Meet the Taco Bell-Addicted Supplicants of American Cosmic Music: Sun Seeker
Sun Seeker’s music sounds like a road trip across America; it’s languid, syrupy and boasts a throwback quality that fans of Gram Parsons (the de facto father of Cosmic American Music) will find appealing.
It’s the kind of band that prompts critics to use myriad words relating to the sun, and not just because of the name. Because every note of every song makes you think of the way the light looks when it’s morning in the country. Sun Seeker is refreshing. It’s light. It will make you want to hide in these last days of the dying summer. Which is why we’ve chosen the band as this week’s TIDAL Rising Artist.
The Nashville band started playing together in eighth grade, finding camaraderie in their fandom of groups like the Band, Wilco and the Buzzcocks. Now in their twenties, they released their debut EP, Biddeford, this summer on Third Man Records. From the charming chiming and whistling that kicks off opener “Churchhill” (whose upbeat opening belies a darker song about a nefarious heartbreaker) to the poppy yet contemplative “Won’t Keep Me Up at Night” (written by guitarist-vocalist Alex Benick during a stint working on a farm), the EP is through-and-through a complete pleasure. (Fun fact: The title of the record comes from the farm where Benick worked.)

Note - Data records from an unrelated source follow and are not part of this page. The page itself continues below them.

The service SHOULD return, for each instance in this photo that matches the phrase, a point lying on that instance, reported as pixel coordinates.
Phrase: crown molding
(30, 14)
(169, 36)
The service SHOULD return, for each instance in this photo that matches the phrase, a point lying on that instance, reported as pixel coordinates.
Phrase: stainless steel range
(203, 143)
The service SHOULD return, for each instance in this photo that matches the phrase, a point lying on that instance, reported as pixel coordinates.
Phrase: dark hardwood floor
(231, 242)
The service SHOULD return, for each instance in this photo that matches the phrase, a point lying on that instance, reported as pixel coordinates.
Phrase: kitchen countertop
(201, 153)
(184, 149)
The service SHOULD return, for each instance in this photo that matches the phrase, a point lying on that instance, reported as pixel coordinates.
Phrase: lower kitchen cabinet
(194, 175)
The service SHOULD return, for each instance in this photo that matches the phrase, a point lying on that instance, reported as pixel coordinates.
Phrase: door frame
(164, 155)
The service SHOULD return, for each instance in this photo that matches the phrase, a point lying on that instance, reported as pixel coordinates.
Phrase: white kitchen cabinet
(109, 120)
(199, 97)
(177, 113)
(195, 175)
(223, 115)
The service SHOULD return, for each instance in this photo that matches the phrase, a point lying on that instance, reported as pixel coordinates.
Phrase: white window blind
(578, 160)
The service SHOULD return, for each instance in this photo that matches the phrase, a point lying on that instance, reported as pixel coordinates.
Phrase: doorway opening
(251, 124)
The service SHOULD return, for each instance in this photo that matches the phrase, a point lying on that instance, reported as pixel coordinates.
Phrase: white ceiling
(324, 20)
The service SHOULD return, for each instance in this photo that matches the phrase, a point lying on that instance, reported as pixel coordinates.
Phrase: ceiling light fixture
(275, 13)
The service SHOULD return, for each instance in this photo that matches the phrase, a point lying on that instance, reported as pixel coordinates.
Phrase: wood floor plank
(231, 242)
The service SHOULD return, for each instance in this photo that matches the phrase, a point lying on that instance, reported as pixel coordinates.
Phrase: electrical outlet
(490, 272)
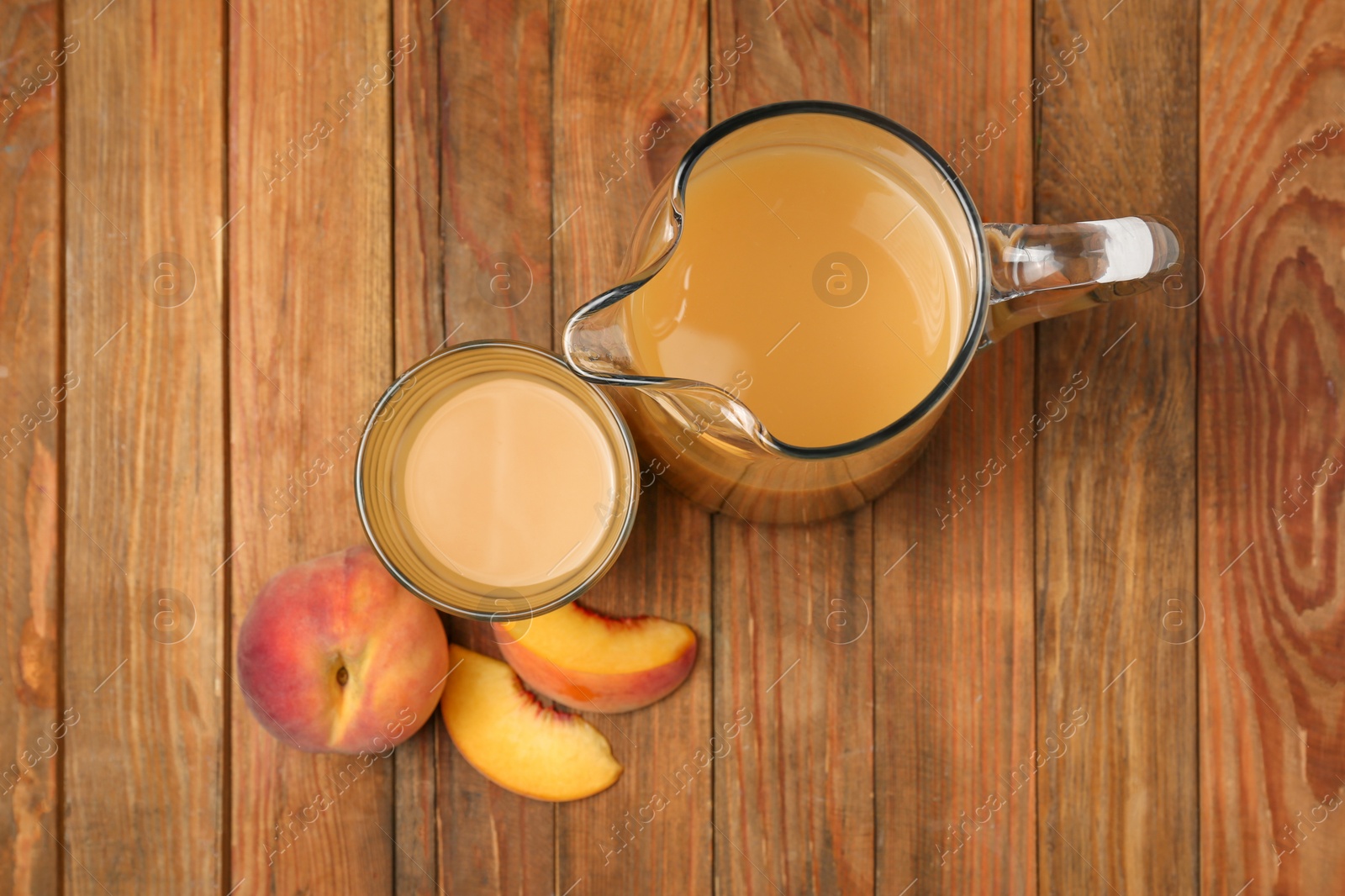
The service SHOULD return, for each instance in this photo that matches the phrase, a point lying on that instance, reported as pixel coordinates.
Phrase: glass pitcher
(706, 440)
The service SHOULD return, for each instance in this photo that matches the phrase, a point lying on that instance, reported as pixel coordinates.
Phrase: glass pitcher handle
(1046, 271)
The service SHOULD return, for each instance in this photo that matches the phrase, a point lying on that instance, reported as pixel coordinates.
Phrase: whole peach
(334, 656)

TIDAL had the chance to chat with Benick a bit about the band, his karaoke picks and some of Sun Seeker’s on-the-road rituals.
Who is Sun Seeker? Introduce yourselves.
Sun Seeker is: Alex Benick (vocals, guitar, Local Man), Ben Parks (drum/s, vocals, Local Sweetheart), Asher Horton (bass, vocals, Local Candyman) and Rodrigo Avendano (keys, Local Honest Man).

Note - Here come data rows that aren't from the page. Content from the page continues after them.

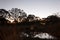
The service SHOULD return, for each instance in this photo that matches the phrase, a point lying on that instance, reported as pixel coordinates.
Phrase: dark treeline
(12, 31)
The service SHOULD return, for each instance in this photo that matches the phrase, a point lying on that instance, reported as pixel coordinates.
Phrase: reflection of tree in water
(28, 28)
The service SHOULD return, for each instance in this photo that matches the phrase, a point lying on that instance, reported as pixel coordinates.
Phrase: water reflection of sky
(39, 35)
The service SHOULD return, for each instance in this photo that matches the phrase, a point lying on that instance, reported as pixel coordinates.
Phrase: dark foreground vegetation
(18, 30)
(12, 31)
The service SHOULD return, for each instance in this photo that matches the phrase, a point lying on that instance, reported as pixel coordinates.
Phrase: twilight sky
(41, 8)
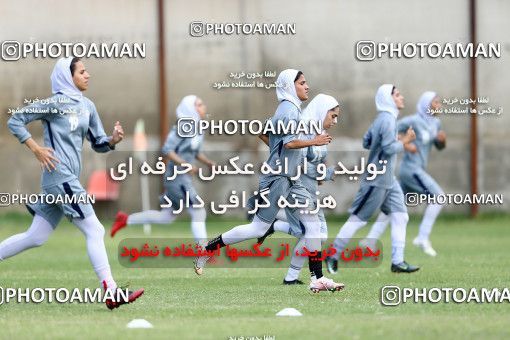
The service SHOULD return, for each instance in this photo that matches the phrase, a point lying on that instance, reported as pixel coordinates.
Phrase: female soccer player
(413, 176)
(325, 109)
(179, 149)
(291, 91)
(383, 192)
(68, 118)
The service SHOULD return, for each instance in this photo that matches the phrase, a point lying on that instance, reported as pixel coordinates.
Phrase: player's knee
(39, 240)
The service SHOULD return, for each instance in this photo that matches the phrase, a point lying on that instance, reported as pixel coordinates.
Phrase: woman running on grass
(68, 118)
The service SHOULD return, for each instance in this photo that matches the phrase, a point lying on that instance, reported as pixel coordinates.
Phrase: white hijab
(384, 100)
(424, 104)
(318, 108)
(62, 80)
(186, 108)
(286, 89)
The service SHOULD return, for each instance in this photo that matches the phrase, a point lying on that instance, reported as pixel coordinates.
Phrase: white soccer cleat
(199, 264)
(324, 283)
(426, 246)
(368, 242)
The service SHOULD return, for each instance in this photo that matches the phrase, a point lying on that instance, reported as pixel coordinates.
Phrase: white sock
(312, 231)
(428, 221)
(379, 226)
(94, 234)
(281, 226)
(398, 236)
(350, 227)
(35, 236)
(257, 228)
(198, 229)
(296, 262)
(163, 216)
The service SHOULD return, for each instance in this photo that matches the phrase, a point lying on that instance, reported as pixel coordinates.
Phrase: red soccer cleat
(132, 297)
(120, 222)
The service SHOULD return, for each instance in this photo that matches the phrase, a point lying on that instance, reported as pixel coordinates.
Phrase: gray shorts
(279, 186)
(418, 181)
(53, 213)
(176, 190)
(370, 198)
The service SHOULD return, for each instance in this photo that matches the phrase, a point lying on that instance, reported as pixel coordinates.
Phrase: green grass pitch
(227, 303)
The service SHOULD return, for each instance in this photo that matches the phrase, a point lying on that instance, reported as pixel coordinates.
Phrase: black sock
(214, 243)
(315, 265)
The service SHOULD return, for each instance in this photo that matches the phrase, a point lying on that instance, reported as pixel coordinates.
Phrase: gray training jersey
(186, 147)
(286, 112)
(381, 139)
(426, 133)
(66, 123)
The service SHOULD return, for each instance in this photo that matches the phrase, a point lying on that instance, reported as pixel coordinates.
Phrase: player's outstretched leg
(398, 240)
(94, 234)
(376, 231)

When did you first get into music?
I have always had interest in music. My dad and my older brother are both musicians and supporters of musicians. There were always instruments around so it was easy to find myself playing them.
Who were your musical heroes growing up?
When I was really young, I listened to a lot of Television and Lil Wayne. I still consider them to be musical heroes, but I’ve also added Wilco and Ariana Grande to that list.

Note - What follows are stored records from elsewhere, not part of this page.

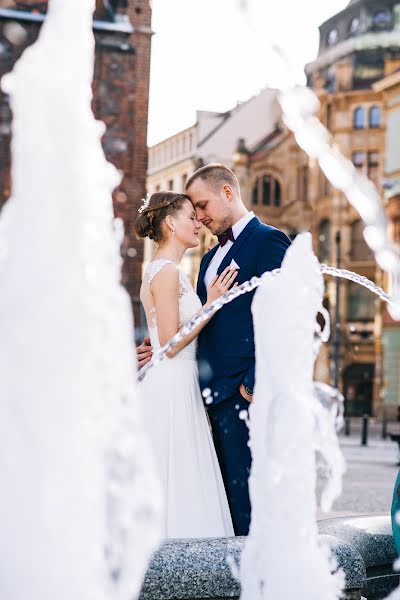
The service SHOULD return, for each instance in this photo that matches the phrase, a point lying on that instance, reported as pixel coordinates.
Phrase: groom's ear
(228, 191)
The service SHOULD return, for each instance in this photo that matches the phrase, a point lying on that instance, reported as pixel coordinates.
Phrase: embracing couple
(204, 476)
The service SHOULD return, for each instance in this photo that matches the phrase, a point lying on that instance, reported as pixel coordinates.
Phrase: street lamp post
(336, 328)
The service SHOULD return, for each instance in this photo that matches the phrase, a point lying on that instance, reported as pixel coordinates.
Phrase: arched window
(254, 193)
(375, 117)
(382, 19)
(324, 241)
(359, 251)
(277, 193)
(266, 190)
(271, 191)
(360, 303)
(359, 118)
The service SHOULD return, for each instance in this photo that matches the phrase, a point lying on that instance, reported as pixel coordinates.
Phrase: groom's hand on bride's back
(144, 352)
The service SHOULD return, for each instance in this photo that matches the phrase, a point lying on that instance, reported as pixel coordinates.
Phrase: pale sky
(207, 55)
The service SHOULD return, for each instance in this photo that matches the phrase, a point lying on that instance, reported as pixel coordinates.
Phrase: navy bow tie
(227, 235)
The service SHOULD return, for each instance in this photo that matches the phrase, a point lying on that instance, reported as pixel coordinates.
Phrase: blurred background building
(356, 77)
(122, 30)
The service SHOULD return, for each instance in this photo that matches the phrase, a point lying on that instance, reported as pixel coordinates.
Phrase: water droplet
(15, 33)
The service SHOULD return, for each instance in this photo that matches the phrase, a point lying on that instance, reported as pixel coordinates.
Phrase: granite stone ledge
(193, 569)
(200, 569)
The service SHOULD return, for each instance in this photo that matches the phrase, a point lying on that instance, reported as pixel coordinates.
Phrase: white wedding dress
(177, 425)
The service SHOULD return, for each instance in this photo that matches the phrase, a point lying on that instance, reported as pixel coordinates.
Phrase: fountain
(80, 511)
(283, 438)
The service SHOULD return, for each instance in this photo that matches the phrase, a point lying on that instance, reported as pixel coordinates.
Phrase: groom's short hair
(216, 175)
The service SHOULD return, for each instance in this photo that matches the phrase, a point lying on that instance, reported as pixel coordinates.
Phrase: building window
(358, 159)
(329, 117)
(254, 193)
(382, 19)
(333, 37)
(375, 117)
(373, 167)
(359, 118)
(277, 193)
(359, 250)
(324, 185)
(271, 191)
(267, 190)
(360, 303)
(302, 183)
(324, 241)
(354, 25)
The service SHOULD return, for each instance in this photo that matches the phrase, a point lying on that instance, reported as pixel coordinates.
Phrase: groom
(226, 344)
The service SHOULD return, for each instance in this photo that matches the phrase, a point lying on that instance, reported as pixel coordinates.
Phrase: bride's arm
(165, 291)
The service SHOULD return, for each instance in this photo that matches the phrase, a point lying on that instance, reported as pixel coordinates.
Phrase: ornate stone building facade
(359, 47)
(122, 31)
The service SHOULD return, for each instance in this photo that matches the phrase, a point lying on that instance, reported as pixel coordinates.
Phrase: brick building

Name an album, artist or experience that changed your perspective on music?
Yankee Hotel Foxtrot by Wilco is the album that changed the way I think about music the most. It definitely influenced my approach to lyricism and [my] candor, openness in approaching the craft of songwriting. Also every Jason Molina song ever changes the way I think about music.
What’s the most unlikely band or artist that inspires your own music?
I think we find a lot of influences in contemporary pop music. I don’t see it as much of a surprise, but I suppose somebody else might. It’s where you find the best vocal melodies executed over ‘simple’ musical arrangements.
What should we know about your album?
It was engineered, produced and mixed by our dear friend Buddy Hughen. I think that’s important cause he is a baller. Also, it is a collection of songs that I wrote when I was younger, so I am a bit more distant from the subject matter. It’s fun to be able to release and revisit that time in my life. It’s like time travel, bro.
Do you have any tour rituals?
1) Eat $500 in Taco Bell
2) ALWAYS huddle up before show
3) Sleep in the same bed
4) Ben drives (if he doesn’t, it will be a bad show)
5) Listen to at least one Slipknot song pre-show
6) Get paid (this is a ritual)
What are your favorite karaoke songs?
There is only one. “Yellow” by Coldplay.
What’s the best new song you discovered recently?
My favorite new song right now is probably any song off of the new Sheer Mag album. They are the best band with the best songs. The best new song we’ve heard this year might be “I Live Now As a Singer” by Julie Byrne.
What’s next for you all?
Just touring all over the place and trying to connect with new folks. And maybe every getting started on recording the debut LP, but who knows?
If your music was a kind of party, what would it be?
It would definitely be a birthday party. My birthday party, to be exact.